Many agents routinely parse web pages, documents, and emails as part of their work. Attackers can hide instructions in that content, tricking agents into leaking data or bypassing safeguards because AI agents generally aren’t able to discern between genuine and faked instructions.

Over-privileged access

It may be tempting to give an agent broad access to maximize efficiency: full inbox control, production databases, or many internal tools at once. But this also means greater risk: if an over‑privileged agent is compromised or misbehaves, the damage will be far more severe.

Data leakage and compliance issues

Many agents send prompts and documents to third‑party AI services. If those providers store data or use it for training, you may be sharing more than you intend, with implications for personal privacy and regulatory requirements. 

But all of this is not to say that using AI agents is inherently dangerous; it just requires more care and the right tools and practices to keep you safe.

How to stay safe while using AI agents

The goal is not to avoid AI agents altogether, but to use them in ways that respect your privacy and minimize impact should things go wrong. Whether you are experimenting with AI in your personal life or rolling out agents at work, these steps can help:

  1. Limit what agents can access. Give each agent a narrow, clearly defined scope instead of broad access. For example, let a personal agent read from a specific email label rather than your entire inbox, or give a finance agent access only to test data until you trust its behavior.
  2. Always require human approval for sensitive interactions. Tasks that involve money, security settings, or sharing data outside your organization should require explicit approval. An agent can prepare payments, drafts, or reports, but a person should review and confirm anything high impact.
  3. Understand where your data goes. Before connecting an agent to real accounts or documents, check which providers it uses, where data is processed, how long it is stored, and whether it is used to train models. Opt for tools that give you clear, privacy‑respecting controls.
  4. Treat agents like privileged software. Log what they do, review it regularly, and be ready to revoke access quickly if something looks wrong. In organizations, that means knowing which agents exist, what systems they touch, and how to turn them off instantly.

This is where Proton Pass makes a difference. Proton Pass is an end‑to‑end encrypted password manager that also offers AI access tokens, allowing you to control and monitor which credentials your agent has access to.

Instead of sharing usernames, passwords, and API keys with your AI agent on an ad hoc basis, Proton Pass access tokens grant limited access to specific items or vaults. You can issue separate tokens for different agents, ensuring all your credentials stay encrypted and always under your control.
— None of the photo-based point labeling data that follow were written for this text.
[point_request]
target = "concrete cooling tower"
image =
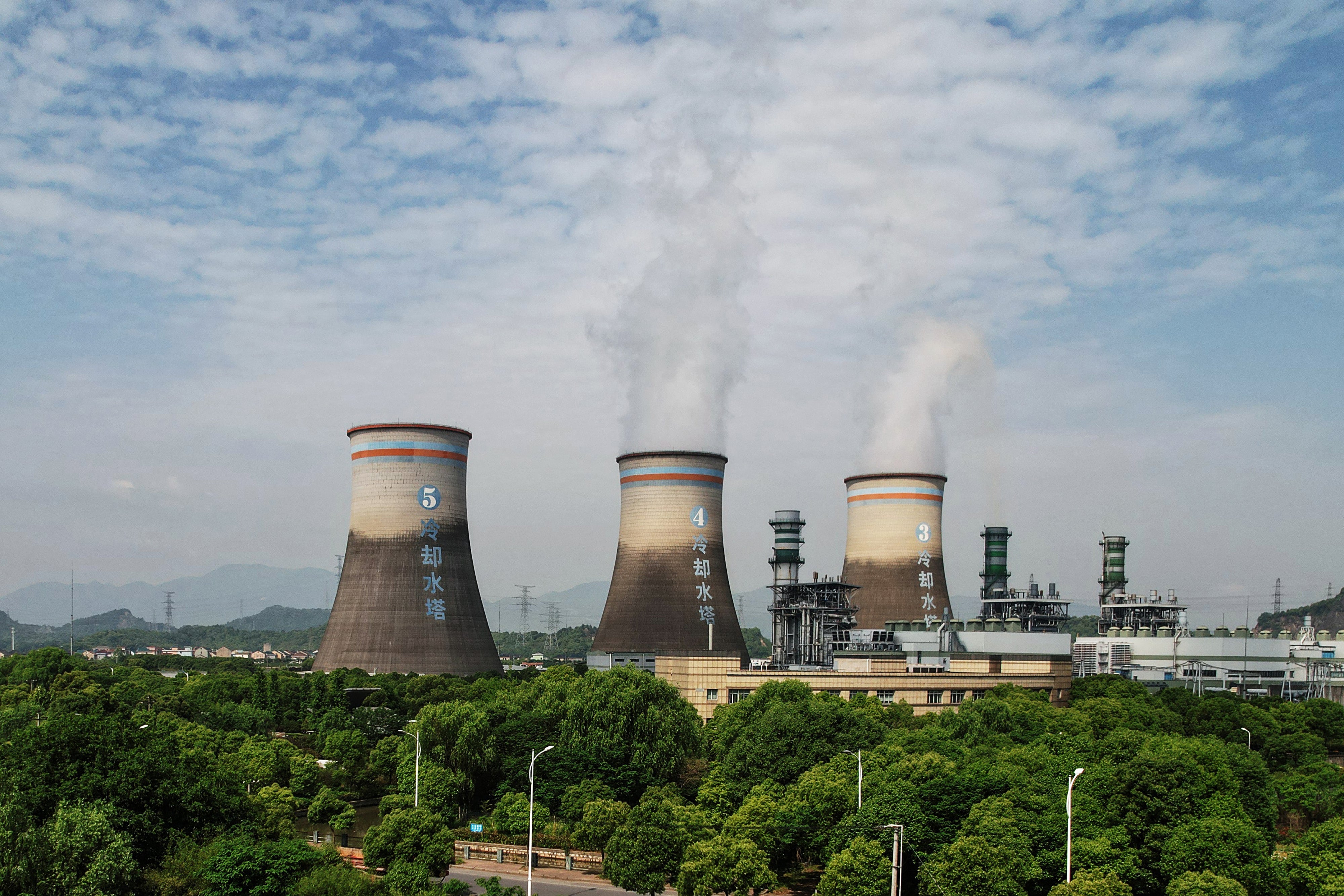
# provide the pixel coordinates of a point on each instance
(670, 589)
(408, 598)
(894, 547)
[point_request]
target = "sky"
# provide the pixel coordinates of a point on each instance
(1084, 257)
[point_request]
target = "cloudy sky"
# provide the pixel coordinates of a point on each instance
(1099, 242)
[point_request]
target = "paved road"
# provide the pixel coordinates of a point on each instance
(542, 886)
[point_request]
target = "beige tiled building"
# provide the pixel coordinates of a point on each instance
(927, 684)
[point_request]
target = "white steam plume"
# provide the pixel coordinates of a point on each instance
(905, 434)
(681, 335)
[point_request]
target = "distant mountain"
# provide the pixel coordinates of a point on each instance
(1326, 614)
(228, 593)
(282, 620)
(581, 605)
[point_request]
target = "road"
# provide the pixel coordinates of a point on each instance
(542, 886)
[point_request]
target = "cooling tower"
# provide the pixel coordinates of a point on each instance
(408, 598)
(894, 547)
(670, 588)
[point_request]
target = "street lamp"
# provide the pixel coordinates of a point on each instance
(897, 854)
(1069, 842)
(861, 773)
(417, 757)
(532, 793)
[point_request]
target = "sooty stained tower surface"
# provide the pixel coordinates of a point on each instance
(670, 582)
(408, 598)
(894, 547)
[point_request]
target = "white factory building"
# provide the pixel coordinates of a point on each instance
(1247, 663)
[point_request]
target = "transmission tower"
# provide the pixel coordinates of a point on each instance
(525, 605)
(553, 625)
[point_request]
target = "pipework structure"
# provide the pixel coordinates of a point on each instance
(788, 543)
(1126, 613)
(670, 590)
(808, 620)
(408, 598)
(1034, 609)
(894, 547)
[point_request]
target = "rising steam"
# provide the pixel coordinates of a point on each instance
(681, 335)
(907, 432)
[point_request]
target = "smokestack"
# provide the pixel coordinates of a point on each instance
(788, 541)
(894, 547)
(670, 584)
(997, 563)
(408, 598)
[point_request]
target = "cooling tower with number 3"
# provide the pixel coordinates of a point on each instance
(408, 598)
(894, 547)
(670, 588)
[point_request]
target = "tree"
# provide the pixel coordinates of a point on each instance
(415, 836)
(601, 819)
(1318, 860)
(1093, 883)
(725, 866)
(859, 870)
(580, 796)
(1204, 885)
(511, 815)
(81, 855)
(1226, 847)
(245, 867)
(646, 852)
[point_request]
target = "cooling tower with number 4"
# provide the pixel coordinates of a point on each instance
(408, 598)
(670, 589)
(894, 547)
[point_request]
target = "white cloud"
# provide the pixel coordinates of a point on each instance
(349, 245)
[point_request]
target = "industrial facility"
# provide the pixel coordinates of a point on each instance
(894, 547)
(670, 589)
(408, 598)
(1148, 639)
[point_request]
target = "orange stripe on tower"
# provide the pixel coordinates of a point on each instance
(408, 453)
(915, 496)
(694, 477)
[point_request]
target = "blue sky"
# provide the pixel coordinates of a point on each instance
(1099, 242)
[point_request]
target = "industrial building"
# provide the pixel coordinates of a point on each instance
(670, 588)
(408, 598)
(931, 663)
(1148, 639)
Whenever an agent uses an item, it creates an audit log including the reason for access, so you can review and monitor your agent’s activity.
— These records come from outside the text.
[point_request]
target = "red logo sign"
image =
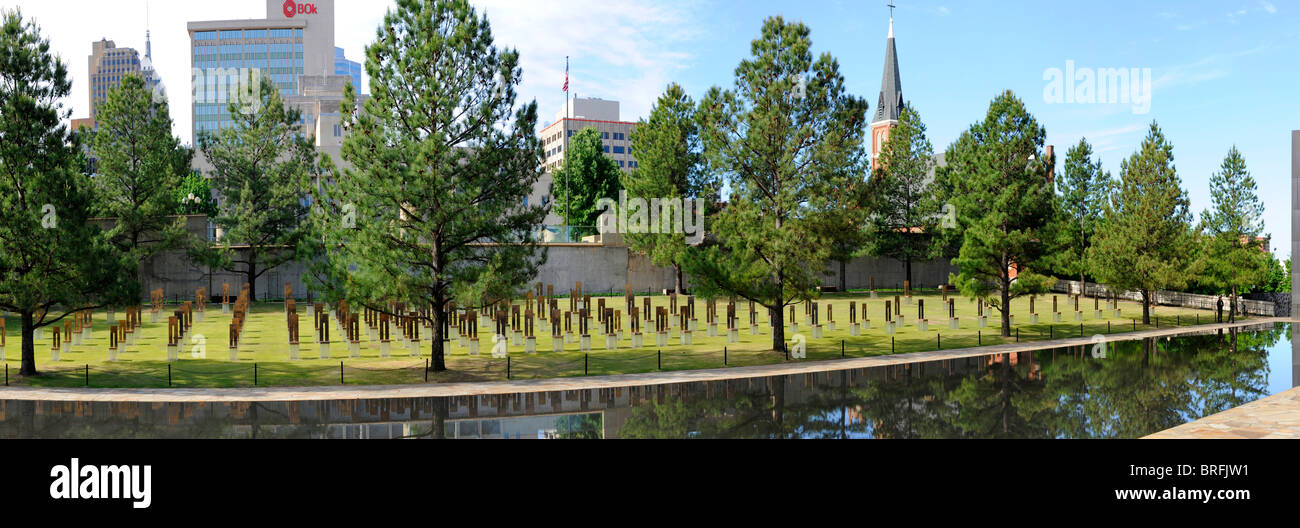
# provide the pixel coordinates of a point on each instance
(293, 8)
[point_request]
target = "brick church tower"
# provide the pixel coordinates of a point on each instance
(891, 99)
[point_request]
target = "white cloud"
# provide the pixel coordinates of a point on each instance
(622, 50)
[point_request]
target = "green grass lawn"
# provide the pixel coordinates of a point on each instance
(204, 360)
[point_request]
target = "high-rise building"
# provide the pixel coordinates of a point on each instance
(583, 113)
(343, 66)
(108, 64)
(293, 47)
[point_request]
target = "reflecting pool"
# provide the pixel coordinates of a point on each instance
(1126, 390)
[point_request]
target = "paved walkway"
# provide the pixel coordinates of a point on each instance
(1275, 416)
(329, 393)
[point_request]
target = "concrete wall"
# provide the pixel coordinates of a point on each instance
(599, 268)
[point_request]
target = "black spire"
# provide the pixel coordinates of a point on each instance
(891, 86)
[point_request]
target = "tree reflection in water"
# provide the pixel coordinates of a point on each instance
(1136, 389)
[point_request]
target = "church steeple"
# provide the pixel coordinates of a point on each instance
(889, 105)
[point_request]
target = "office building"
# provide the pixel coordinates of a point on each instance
(343, 66)
(107, 65)
(583, 113)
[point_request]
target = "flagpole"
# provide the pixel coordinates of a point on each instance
(568, 230)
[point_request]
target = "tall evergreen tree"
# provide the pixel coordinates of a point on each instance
(139, 172)
(260, 168)
(592, 176)
(785, 137)
(441, 165)
(670, 164)
(1234, 259)
(1083, 193)
(52, 259)
(1004, 206)
(906, 211)
(1144, 242)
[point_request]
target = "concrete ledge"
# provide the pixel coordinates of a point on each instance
(384, 392)
(1275, 416)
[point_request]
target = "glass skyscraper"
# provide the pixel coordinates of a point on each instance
(343, 66)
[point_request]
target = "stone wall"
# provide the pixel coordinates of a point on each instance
(599, 268)
(1178, 298)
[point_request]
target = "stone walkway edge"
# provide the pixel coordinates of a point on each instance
(493, 388)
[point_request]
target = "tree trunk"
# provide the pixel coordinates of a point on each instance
(1006, 307)
(1145, 307)
(252, 278)
(440, 315)
(29, 346)
(778, 329)
(1231, 312)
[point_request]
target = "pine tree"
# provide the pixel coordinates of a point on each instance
(1004, 206)
(139, 171)
(906, 211)
(785, 137)
(1235, 259)
(1083, 193)
(1144, 242)
(260, 168)
(441, 163)
(52, 259)
(670, 164)
(592, 176)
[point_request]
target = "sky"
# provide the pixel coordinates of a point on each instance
(1222, 73)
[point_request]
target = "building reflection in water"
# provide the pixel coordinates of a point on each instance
(1134, 389)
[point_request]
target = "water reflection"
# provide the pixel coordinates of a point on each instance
(1136, 389)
Used together, these practices let you tap into the benefits of AI agents while keeping risk contained.

Work and automate AI agents safely with Proton Pass

AI agents are a natural next step in how we use AI. They move beyond answering questions to actually helping with the work you do every day, in your inbox, files, and critical systems. That makes them particularly powerful — and something that deserves the same protections as any other sensitive software.

You can dramatically reduce the risks that come with this new wave of automation by limiting what each agent can access, keeping humans involved in important decisions, understanding where your data is processed, and refusing to share raw credentials. Adding a privacy‑first password manager like Proton Pass gives you a secure way to manage the credentials agents use, with AI access tokens providing precise control over which tools can access which vaults.

And as is the case with any kind of technology that requires confidential information, the most important thing to keep in mind when using AI agents is to build good security habits. Start small, keep access limited, and use tools that always put you in control of your data and your passwords.